Hay idiomas que van incorporando, necesaria o innecesariamente, nuevos vocablos. Eso, y su uso, los confirman como lenguas vivas. Dicha esta obviedad, vamos al tema.

A diario usamos una palabra que no existía hace unas cuantas décadas y que hoy se encuentra en todas las lenguas del mundo. Está en todas las lenguas, pero no en los diccionarios de la lengua, aclaro.

No es necesario hacer grandes elucubraciones ni forzar la memoria en este juego de pálpitos para encontrarla. Señoras y señores: la palabra es Google. Es más, ya como una cuestión natural, su uso tan extendido ha generado el verbo guglear, que como bien sabemos significa consultar en Internet, mediante ese motor de búsqueda, cualquier cosa que se nos ocurra. Los resultados suelen ser buenos a veces (sólo a veces), pero esa es otra cuestión.

Siendo palabra tan nueva debía de tener un inventor fácil de ubicar. Y sí, lo tiene; es una palabra de autor. Se le atribuye a Milton Sirotta, un niño que tenía nueve años en 1938. Su tío, el matemático Edward Kasner, le preguntó qué nombre le pondría a un número casi imposible de imaginar: un uno seguido de cien ceros. El niño, sin dudarlo, dijo: googol.

A esta altura del relato, y para no confundirnos, tendríamos que hablar según la fonética: Guguel (el buscador) y gúgol (el número de los cien ceros). Hijos del mismo padre, que era apenas un niño, ambos términos zigzaguean en todos los idiomas; uno a nivel muy popular, y el otro en un ámbito específico de las Matemáticas; ése donde la ciencia parece rozarse con la fantasía.

Y ahí sí, el componente fantástico de la realidad hizo que un error se convirtiera en un vocablo universal. Google debía llamarse Googol, pero alguien lo escribió mal. Claro que en este caso, lamentablemente, no sabemos quién fue el autor de ese error; es decir, el responsable de un bautismo exitoso.

A diferencia del mundo científico, nada nuevo hay bajo el sol en las huestes de la imaginación. Jonathan Swift, en su novela Los viajes de Gulliver, inventó el nombre Yahoo en el año 1726. No es para asombrarnos, entonces, de que un niño a comienzos del siglo XX bautizara un invento que nacería varias décadas después; en 1998, precisamente.

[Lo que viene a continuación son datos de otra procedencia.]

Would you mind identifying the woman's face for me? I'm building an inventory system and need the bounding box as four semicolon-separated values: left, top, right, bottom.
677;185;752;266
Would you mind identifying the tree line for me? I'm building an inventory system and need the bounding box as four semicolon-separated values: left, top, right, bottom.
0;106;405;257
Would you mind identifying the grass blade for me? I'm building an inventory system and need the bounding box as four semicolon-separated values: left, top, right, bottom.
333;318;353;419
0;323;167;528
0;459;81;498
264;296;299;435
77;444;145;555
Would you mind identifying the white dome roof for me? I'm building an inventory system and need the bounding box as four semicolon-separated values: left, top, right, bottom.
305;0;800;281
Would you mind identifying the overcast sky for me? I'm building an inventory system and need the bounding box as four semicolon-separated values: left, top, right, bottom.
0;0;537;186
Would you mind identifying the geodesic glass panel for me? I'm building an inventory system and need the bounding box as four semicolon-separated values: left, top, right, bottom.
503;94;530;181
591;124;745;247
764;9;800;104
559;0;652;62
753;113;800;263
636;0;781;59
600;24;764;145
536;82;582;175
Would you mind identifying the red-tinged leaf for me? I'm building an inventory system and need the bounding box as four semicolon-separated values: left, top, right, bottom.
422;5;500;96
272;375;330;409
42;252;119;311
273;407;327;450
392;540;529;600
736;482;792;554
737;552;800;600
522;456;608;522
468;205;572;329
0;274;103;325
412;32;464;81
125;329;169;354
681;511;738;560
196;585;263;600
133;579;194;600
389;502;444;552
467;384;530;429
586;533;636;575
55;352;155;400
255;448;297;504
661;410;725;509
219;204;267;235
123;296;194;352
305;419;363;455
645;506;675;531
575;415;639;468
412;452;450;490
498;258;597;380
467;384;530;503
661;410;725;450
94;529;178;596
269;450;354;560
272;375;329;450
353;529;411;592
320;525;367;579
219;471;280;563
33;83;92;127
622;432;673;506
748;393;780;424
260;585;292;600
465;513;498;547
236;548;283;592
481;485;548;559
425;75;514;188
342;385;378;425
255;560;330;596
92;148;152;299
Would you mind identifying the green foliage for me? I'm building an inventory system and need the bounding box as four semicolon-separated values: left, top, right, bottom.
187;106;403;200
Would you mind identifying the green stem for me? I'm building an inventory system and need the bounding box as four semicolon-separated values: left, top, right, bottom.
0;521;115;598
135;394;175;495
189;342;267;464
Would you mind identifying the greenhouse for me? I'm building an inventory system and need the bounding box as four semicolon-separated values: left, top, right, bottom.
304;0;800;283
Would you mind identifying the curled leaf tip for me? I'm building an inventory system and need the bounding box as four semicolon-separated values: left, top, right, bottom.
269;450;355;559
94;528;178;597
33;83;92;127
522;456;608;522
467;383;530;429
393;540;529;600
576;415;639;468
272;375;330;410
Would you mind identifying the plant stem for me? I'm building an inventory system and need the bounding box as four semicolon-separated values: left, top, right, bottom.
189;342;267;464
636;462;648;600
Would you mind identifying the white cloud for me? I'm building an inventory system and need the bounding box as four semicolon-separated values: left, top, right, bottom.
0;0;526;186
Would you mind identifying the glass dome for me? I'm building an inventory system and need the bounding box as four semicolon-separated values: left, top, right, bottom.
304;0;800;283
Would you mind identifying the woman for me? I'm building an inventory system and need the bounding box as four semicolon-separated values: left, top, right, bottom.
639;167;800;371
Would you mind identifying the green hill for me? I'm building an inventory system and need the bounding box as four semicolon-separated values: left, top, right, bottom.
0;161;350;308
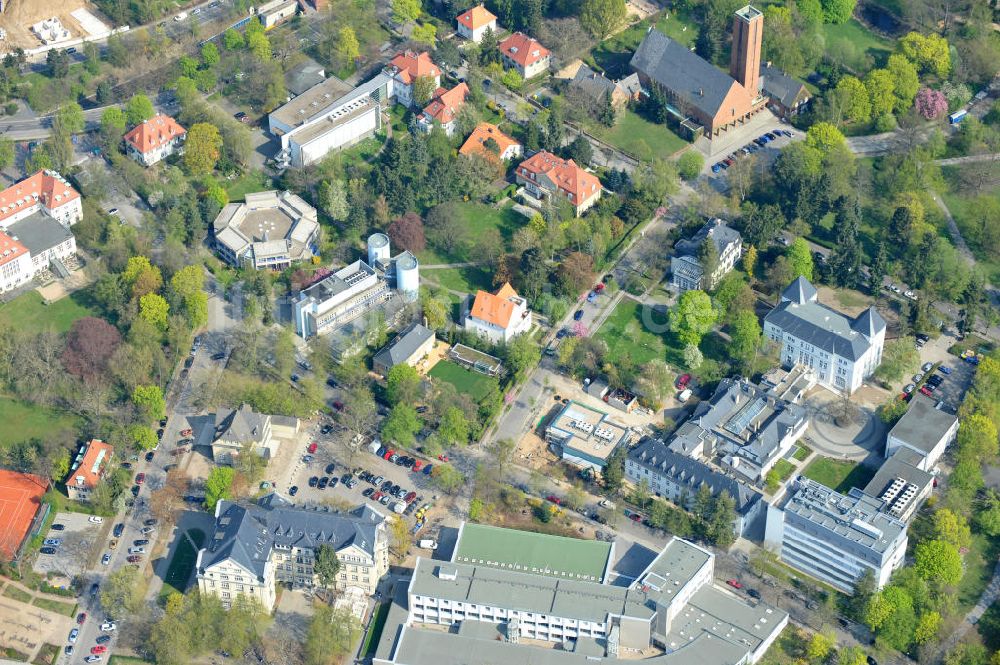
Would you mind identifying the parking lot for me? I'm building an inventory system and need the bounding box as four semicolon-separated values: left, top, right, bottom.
34;513;107;579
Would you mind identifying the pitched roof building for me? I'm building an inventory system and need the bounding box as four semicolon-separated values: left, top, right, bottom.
764;276;886;394
66;439;115;501
455;4;497;43
195;494;389;612
500;32;552;79
458;122;522;160
465;283;531;344
515;150;601;217
125;113;187;166
0;469;49;561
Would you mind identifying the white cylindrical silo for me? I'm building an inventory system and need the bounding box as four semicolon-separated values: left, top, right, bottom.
396;252;420;300
368;233;389;266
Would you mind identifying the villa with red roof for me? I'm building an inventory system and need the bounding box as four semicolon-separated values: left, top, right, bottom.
0;171;83;292
465;283;531;344
0;469;49;561
500;32;552;80
418;83;469;136
515;150;601;217
66;439;115;501
125;113;187;166
385;51;441;107
455;4;497;44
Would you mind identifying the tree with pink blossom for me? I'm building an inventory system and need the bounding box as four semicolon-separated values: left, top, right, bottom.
914;88;948;120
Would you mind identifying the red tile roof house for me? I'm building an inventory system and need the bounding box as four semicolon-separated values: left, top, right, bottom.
66;439;115;501
0;469;49;561
418;83;469;136
455;4;497;44
125;113;187;166
515;150;601;217
385;51;441;108
500;32;552;80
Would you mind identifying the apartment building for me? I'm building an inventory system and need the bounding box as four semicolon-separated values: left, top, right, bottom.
764;276;886;395
373;538;788;665
765;477;912;593
670;218;743;292
196;494;389;612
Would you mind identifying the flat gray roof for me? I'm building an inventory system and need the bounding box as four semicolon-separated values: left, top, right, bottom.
889;393;958;453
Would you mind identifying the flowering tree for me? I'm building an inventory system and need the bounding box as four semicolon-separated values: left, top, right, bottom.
915;88;948;120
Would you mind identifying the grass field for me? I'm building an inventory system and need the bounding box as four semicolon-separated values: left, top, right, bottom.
597;298;667;365
0;289;97;333
587;110;687;161
802;457;875;494
0;396;78;445
160;529;205;598
430;360;499;402
455;523;611;581
822;19;893;74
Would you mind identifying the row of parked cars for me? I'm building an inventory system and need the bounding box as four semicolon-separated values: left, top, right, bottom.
712;129;795;173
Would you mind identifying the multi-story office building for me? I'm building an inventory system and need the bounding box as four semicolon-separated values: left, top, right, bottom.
196;494;389;612
373;538;788;665
764;276;885;394
765;477;906;593
670;218;743;291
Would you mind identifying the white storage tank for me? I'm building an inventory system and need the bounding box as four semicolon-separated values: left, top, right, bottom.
396;252;420;301
368;233;389;266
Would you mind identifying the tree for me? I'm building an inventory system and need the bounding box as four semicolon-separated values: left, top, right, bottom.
382;403;421;446
386;212;427;253
184;122;222;176
139;293;170;332
62;316;122;383
677;150;705;182
580;0;626;40
913;540;962;586
392;0;423;23
334;25;361;67
205;466;236;512
820;0;857;23
785;238;813;281
386;363;420;406
670;290;718;346
132;385;167;420
125;94;156;126
313;544;340;588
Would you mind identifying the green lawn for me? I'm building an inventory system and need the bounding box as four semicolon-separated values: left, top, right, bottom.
160;529;205;598
821;19;893;74
597;298;667;365
0;289;97;333
430;360;499;402
587;110;688;161
802;457;875;494
0;396;79;445
225;171;271;201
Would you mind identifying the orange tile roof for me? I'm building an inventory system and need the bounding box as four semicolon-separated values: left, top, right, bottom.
500;32;549;67
458;122;520;157
517;150;601;205
424;83;469;125
0;469;49;561
389;51;441;85
125;113;187;155
0;232;28;266
0;171;80;222
458;5;497;30
471;283;517;328
66;439;115;489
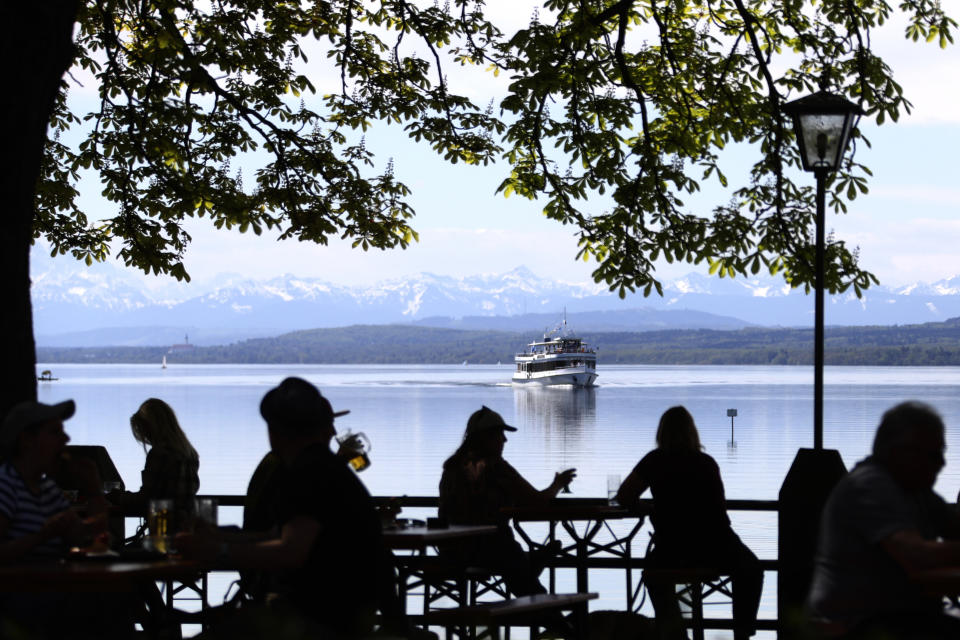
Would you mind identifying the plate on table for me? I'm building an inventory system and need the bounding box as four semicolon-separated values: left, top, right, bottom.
397;518;427;529
119;547;167;562
67;547;120;562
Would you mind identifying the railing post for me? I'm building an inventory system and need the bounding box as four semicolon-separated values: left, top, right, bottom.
777;449;847;638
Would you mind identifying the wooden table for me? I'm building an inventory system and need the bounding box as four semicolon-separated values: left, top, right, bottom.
910;567;960;596
0;558;201;593
383;524;497;552
501;501;645;610
383;524;497;611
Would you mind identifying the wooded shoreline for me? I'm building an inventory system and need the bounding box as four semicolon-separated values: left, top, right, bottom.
31;318;960;367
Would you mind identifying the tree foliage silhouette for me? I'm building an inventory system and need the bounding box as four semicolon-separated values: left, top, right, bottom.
0;0;956;410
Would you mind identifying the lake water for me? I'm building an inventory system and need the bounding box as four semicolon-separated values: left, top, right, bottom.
37;364;960;637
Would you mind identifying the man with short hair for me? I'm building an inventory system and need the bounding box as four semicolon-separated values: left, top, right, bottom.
177;377;388;638
808;402;960;640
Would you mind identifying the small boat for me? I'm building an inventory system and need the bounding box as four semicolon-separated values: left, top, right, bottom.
513;312;597;387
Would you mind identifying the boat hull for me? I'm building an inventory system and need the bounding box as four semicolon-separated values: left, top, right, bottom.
512;368;597;387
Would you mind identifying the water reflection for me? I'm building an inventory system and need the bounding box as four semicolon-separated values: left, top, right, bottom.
513;386;597;437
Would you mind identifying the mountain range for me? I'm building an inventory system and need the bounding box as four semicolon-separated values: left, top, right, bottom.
32;252;960;347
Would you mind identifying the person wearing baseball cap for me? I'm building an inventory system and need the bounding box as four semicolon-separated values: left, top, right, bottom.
0;400;102;563
177;377;392;638
0;400;131;638
438;406;577;596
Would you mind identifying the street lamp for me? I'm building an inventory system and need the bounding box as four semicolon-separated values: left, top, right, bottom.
783;91;863;450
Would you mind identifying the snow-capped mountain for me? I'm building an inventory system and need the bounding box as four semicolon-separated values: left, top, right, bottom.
26;249;960;345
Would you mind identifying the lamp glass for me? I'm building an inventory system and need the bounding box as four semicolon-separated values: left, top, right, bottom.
798;113;850;171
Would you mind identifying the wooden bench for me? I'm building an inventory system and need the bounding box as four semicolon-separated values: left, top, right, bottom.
398;556;510;614
644;568;733;640
422;593;597;640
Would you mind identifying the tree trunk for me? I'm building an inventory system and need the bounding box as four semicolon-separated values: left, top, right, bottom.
0;0;79;416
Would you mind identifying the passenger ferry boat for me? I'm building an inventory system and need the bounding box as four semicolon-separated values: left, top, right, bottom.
513;314;597;387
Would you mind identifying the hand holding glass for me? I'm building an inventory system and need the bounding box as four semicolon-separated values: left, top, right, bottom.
337;429;372;473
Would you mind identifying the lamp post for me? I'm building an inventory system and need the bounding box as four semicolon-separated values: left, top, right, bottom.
777;91;863;638
783;91;863;450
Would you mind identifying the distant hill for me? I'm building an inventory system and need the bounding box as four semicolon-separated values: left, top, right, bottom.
37;318;960;367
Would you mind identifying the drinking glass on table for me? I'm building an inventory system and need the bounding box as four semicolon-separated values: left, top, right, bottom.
143;499;176;553
193;498;217;528
607;473;620;506
557;469;576;493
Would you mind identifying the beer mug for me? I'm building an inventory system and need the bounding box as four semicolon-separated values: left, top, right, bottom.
337;429;371;473
143;500;175;553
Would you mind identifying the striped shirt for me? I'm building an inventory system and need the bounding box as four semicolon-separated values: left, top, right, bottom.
0;462;70;556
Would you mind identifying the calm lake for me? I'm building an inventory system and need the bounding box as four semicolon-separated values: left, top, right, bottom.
37;363;960;638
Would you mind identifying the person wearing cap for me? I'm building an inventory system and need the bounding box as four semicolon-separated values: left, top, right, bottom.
0;400;107;563
438;406;576;596
0;400;136;638
177;377;388;638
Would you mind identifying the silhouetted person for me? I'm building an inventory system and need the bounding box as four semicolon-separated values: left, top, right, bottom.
108;398;200;512
438;407;576;596
808;402;960;640
177;378;395;638
0;400;134;639
617;407;763;640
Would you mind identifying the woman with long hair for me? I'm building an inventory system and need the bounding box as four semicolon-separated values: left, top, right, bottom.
115;398;200;508
617;406;763;640
438;407;576;596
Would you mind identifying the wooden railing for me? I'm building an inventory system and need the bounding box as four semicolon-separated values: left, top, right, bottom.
191;495;780;630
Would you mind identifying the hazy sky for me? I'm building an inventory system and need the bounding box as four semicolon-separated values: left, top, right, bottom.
45;3;960;284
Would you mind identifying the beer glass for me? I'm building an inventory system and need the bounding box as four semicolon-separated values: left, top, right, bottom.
607;473;620;506
193;498;217;528
337;429;372;473
143;499;174;553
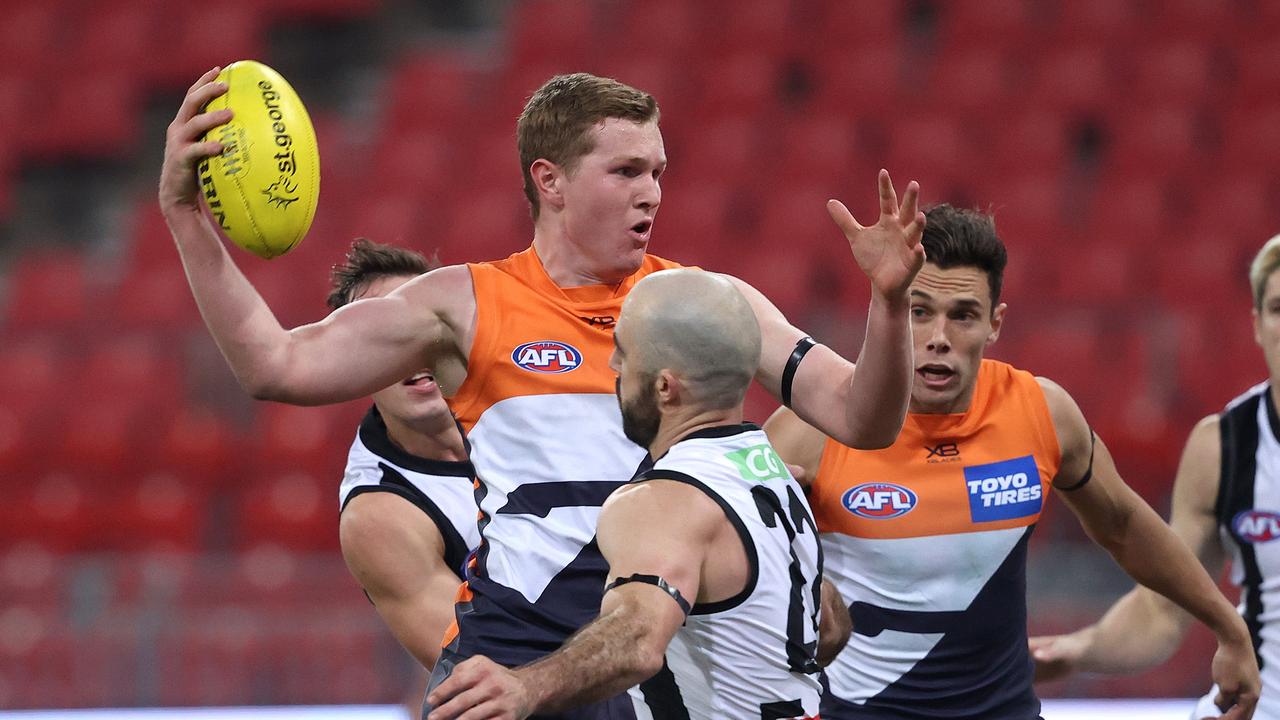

Denis Guedj, en su libro El imperio de las cifras y los números, traza un paralelo que da el siguiente resultado (resultado de color, pero lo suficientemente gráfico como para que podamos entenderlo): el número de gotas que caen sobre New York durante un siglo es muy inferior a un googol. De ser verdad, que lo es, el número asusta. Así y todo, el pequeño Milton Sirotta, cebado ya por su astucia, imaginó un número aún mayor que el googol: el googolplex.

Pero ¿para qué seguir preocupándonos por una cuestión sinfín? Ningún número marca el infinito. El infinito no existe en la numerología. Tal vez por eso las artes gráficas vinieron en su ayuda: el infinito es un sencillo 8 acostado. Entonces sí, podemos encerrarlo en nuestro cuaderno de apuntes, lo que ya es bastante.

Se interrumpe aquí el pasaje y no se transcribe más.